Они отпили из своих бутылок, помолчали, занятые каждый своими мыслями, — а потом Колян повернулся к бухгалтеру, и сказал:
— Вот ты, Кирилл, столичный житель. По всяким верхам там крутишься, в курсе всех новаций, и знаешь, какой там ветер и куда дует… Скажи. По поводу кличек. А-то я что-то, блин, ничего не пойму… Ведь Ленин, — это кликуха. И Сталин, — кликуха. И Чурил, — кликуха. Но никто же их отменять не собирается?
— Я тоже думал по этому поводу, — сказал бухгалтер, — здесь много непонятного… У человека есть имя, фамилия и отчество. Но ведь это тоже клички… Понимаешь. «Как тебя кличут? — Иваном». Так когда-то говорили… То есть, были у человека клички, потом они стали его именем, — и возникли еще другие клички. Так получается?
— Вроде, так.
— Выходит, какие-то из них — лишние. Или первые, или вторые… Когда ты приходишь в паспортный стол ментовки, то там одно имя, а когда встречаешься с братишками на стрелке, там другое. Согласен?
— Ну, да.
— Получается как бы две кампании. Одна — ментовка, паспорта, всякие ЖЭКи и заводы с фабриками, — в общем, государство. А вторая, это твои ребята, дело твое, и все такое. Согласен?
— Ну.
— В каждой тебя знают под своим именем. Две разные компании, — два разных имени… А если братишки, к примеру, захватили это гребаное государство? В результате бархатной революции?.. И начальником паспортного стола стал Женек, из соседнего двора, — какое имя он тебе в новый паспорт запишет?
— Напишет, «Колян». Он другого не знает.
— Вот, значит, и наступила пора выбирать, с каким именем тебе оставаться. Когда две кампании слились в одну. Потому что у человека должно быть только одно имя. Правильно я говорю?.. А Сталин, Ленин, и Чурил, — это как высшие народные награды. За подвиг, который они совершили. Это монумент.
— Глубоко копаешь, — сказал Колян.
6Приемная была небольшая. По одной стене шли стулья, на двух из которых сидели Гвидонов и Маша, еще в одной была входная дверь, еще одна была с двумя окнами, а у четвертой стоял секретарский стол, и сбоку виднелась заветная дверь, куда они никак не могли попасть.
Часа полтора назад, они, точно к назначенному времени, подошли, их попросили присесть и немного подождать, потому что Сидор Кузьмич сейчас занят, а как только освободится, их сразу же пригласят к нему.
Тогда было ровно шесть.
Сейчас, — семь часов двадцать одна минута. Если верить часам Гвидонова…

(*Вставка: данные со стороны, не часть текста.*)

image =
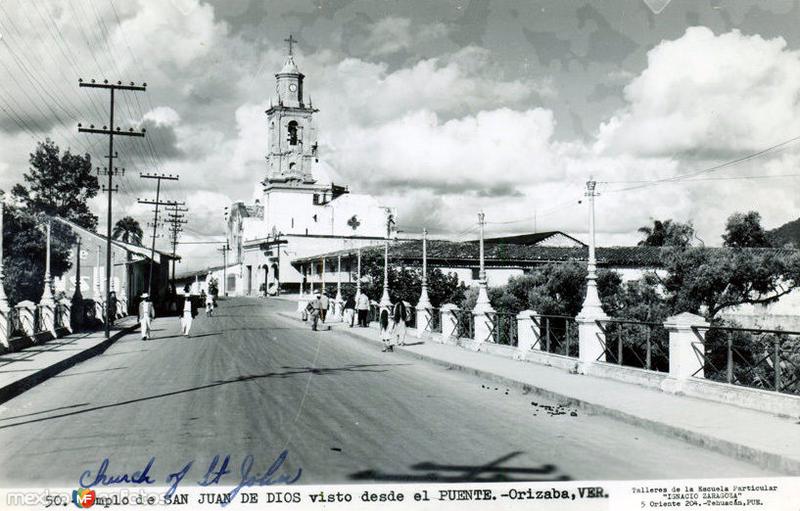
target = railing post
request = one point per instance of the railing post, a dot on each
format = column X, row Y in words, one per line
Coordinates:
column 66, row 313
column 684, row 361
column 484, row 326
column 423, row 319
column 449, row 321
column 591, row 342
column 47, row 317
column 25, row 312
column 527, row 331
column 5, row 323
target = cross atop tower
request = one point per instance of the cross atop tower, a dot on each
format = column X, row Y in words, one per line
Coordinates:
column 291, row 40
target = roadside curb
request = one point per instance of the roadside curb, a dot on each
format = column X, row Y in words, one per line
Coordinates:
column 18, row 387
column 764, row 459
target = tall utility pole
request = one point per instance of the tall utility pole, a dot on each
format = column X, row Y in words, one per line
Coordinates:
column 158, row 202
column 176, row 218
column 225, row 249
column 385, row 300
column 110, row 130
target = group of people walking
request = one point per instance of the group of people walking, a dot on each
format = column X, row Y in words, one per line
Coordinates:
column 188, row 309
column 392, row 320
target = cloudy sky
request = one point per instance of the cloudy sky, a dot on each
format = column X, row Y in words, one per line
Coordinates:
column 439, row 108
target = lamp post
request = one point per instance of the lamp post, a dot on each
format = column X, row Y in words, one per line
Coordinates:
column 424, row 302
column 358, row 273
column 482, row 305
column 3, row 299
column 592, row 306
column 47, row 293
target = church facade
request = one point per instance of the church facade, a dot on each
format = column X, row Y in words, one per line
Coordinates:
column 296, row 214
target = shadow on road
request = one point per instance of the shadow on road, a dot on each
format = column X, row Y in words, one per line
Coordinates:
column 292, row 371
column 492, row 472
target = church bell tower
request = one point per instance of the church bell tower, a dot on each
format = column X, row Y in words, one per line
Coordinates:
column 292, row 139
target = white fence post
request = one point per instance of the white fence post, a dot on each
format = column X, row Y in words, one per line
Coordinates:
column 423, row 320
column 483, row 326
column 25, row 312
column 47, row 317
column 684, row 361
column 66, row 313
column 449, row 321
column 591, row 342
column 527, row 331
column 5, row 326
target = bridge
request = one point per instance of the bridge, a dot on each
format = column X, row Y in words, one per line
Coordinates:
column 460, row 402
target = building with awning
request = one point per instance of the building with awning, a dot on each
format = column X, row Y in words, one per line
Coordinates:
column 130, row 269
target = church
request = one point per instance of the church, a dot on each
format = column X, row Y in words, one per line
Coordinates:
column 297, row 215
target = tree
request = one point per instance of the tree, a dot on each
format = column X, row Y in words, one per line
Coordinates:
column 128, row 230
column 59, row 185
column 706, row 281
column 744, row 230
column 667, row 234
column 56, row 185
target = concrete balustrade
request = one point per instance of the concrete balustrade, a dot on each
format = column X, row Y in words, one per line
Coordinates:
column 527, row 331
column 423, row 320
column 483, row 326
column 100, row 311
column 684, row 336
column 47, row 317
column 5, row 327
column 449, row 321
column 591, row 343
column 65, row 312
column 26, row 311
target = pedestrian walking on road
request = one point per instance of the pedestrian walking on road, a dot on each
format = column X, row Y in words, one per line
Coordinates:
column 362, row 305
column 399, row 318
column 209, row 304
column 146, row 315
column 313, row 309
column 349, row 310
column 189, row 312
column 384, row 320
column 324, row 303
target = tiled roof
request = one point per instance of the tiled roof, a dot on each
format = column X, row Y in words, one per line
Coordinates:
column 467, row 254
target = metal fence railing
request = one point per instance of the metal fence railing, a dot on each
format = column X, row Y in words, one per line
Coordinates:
column 14, row 324
column 434, row 320
column 750, row 357
column 638, row 344
column 502, row 328
column 465, row 324
column 556, row 334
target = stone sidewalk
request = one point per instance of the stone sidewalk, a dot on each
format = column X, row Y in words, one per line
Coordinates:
column 766, row 440
column 21, row 370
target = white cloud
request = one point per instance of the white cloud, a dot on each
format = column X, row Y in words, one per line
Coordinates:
column 709, row 94
column 393, row 34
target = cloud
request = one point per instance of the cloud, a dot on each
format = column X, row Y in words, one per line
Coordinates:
column 393, row 34
column 708, row 95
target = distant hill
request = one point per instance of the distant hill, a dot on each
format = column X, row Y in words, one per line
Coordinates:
column 787, row 234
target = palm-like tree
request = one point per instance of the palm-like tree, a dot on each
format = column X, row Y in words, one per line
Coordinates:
column 128, row 230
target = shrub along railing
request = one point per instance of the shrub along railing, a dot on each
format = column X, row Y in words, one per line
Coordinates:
column 639, row 344
column 764, row 359
column 556, row 334
column 503, row 328
column 434, row 320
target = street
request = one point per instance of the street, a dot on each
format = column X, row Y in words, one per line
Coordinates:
column 249, row 381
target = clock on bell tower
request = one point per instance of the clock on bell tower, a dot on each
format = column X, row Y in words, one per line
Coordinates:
column 292, row 135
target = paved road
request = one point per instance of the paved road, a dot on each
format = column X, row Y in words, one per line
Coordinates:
column 251, row 382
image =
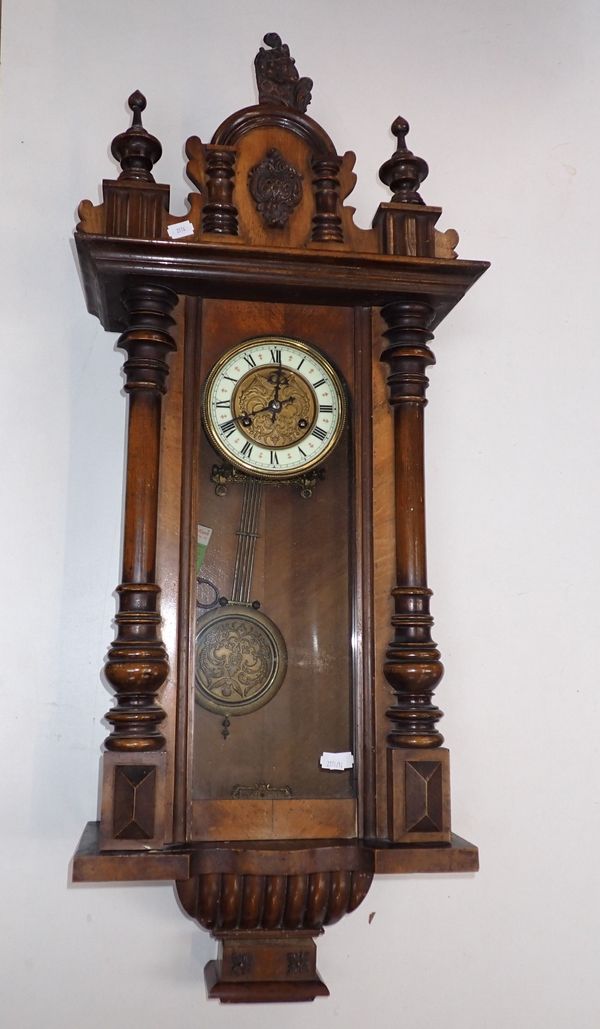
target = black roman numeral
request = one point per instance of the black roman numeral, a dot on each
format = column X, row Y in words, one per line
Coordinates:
column 227, row 428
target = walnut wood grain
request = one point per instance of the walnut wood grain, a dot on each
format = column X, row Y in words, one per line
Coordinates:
column 282, row 256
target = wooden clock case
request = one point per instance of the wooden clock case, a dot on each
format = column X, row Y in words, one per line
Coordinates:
column 269, row 247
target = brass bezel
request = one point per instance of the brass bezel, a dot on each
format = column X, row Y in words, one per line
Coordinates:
column 277, row 473
column 248, row 613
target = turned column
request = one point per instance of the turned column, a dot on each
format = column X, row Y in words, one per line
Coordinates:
column 137, row 664
column 413, row 667
column 418, row 777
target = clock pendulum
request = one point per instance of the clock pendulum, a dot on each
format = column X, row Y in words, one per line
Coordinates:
column 241, row 657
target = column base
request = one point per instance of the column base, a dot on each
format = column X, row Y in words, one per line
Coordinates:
column 258, row 967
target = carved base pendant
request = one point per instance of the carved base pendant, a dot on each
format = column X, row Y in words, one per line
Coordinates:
column 255, row 967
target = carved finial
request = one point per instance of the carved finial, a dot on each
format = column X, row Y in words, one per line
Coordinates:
column 136, row 149
column 277, row 76
column 403, row 173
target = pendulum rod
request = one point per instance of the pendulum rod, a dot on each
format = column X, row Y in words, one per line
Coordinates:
column 247, row 536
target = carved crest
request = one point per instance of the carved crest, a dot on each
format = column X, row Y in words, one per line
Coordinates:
column 276, row 187
column 277, row 76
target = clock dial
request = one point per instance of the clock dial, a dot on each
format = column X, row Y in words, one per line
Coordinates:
column 274, row 406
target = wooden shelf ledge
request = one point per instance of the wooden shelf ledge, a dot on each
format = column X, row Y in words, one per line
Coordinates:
column 93, row 865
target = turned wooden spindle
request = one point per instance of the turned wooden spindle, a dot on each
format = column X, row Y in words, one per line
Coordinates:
column 219, row 213
column 412, row 667
column 326, row 221
column 137, row 664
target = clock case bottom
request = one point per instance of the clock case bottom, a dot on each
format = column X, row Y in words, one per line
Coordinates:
column 267, row 901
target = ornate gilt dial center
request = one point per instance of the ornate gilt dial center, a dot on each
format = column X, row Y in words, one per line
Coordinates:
column 274, row 406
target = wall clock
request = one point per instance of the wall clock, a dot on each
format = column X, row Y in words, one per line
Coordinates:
column 274, row 742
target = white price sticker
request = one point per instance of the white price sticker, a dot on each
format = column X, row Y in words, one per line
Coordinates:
column 337, row 763
column 179, row 229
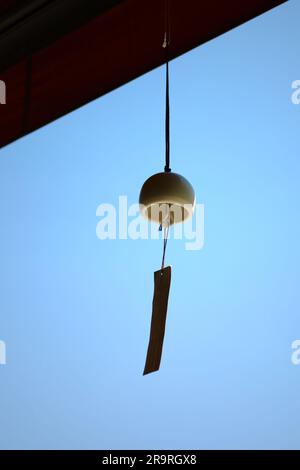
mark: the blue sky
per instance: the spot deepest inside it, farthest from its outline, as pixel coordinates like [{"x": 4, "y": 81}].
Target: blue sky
[{"x": 75, "y": 310}]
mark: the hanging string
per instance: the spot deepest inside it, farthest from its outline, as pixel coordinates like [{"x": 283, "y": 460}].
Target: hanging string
[
  {"x": 167, "y": 119},
  {"x": 166, "y": 234}
]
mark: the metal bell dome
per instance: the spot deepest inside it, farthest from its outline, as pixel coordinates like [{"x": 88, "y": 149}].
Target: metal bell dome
[{"x": 167, "y": 195}]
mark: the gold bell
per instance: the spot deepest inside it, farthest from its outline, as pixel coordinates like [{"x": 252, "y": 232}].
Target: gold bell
[{"x": 167, "y": 198}]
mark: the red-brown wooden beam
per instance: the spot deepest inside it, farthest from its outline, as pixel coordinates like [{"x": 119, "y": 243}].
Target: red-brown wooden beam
[{"x": 55, "y": 75}]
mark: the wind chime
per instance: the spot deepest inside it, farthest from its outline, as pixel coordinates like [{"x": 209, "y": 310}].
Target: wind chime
[{"x": 166, "y": 198}]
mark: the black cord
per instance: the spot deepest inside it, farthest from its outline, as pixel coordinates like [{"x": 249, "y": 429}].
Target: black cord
[
  {"x": 167, "y": 166},
  {"x": 167, "y": 121}
]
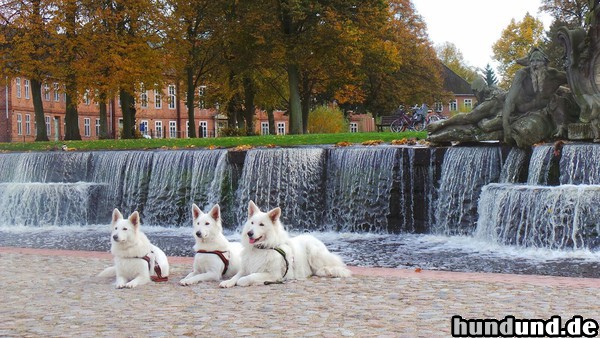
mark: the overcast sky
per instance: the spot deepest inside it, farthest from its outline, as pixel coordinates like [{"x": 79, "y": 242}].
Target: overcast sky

По дороге сюда, в конспиративных «Жигулях», полковник объяснил Маше ситуацию:
— Встречу нам устроил один потерпевший, делом которого я однажды занимался. Вернее, он был сначала главным обвиняемым по этому делу… Ехал на своей тачке с дачи, лыка вообще не вязал, вдобавок, вся машина была в девочках, — так что решил показать класс. А тут на его счастье по обочине шла туристическая группа школьников, во главе с преподавателем химии. Он их всех на капот и взял, на скорости сто шестьдесят километров в час.
— Ужас, — сказала Маша.
— Конечно, — согласился Гвидонов. — Все это произошло в пятидесяти метрах от поста ГИБДД. Так что весь наряд эту картину пронаблюдал… Вызвали скорые помощи, гада повязали, дали ему немного по морде, чтобы пришел в себя, девочек тоже арестовали. И всех их отправили ночевать в отделение… Шесть покойников и остальные тяжело раненые. Таков результат.
— Кошмар, — сказала Маша.
— Конечно, — согласился Гвидонов. — Но за ночь выяснилась личность пьяного лихача… Оказалось, что этими личностями, и всем, что с ними происходит, должна заниматься не ментовка, а мы. Есть такие «VIP»… Но разницы, вроде бы, никакой. Просто контора другая. И — что вы думаете, было дальше?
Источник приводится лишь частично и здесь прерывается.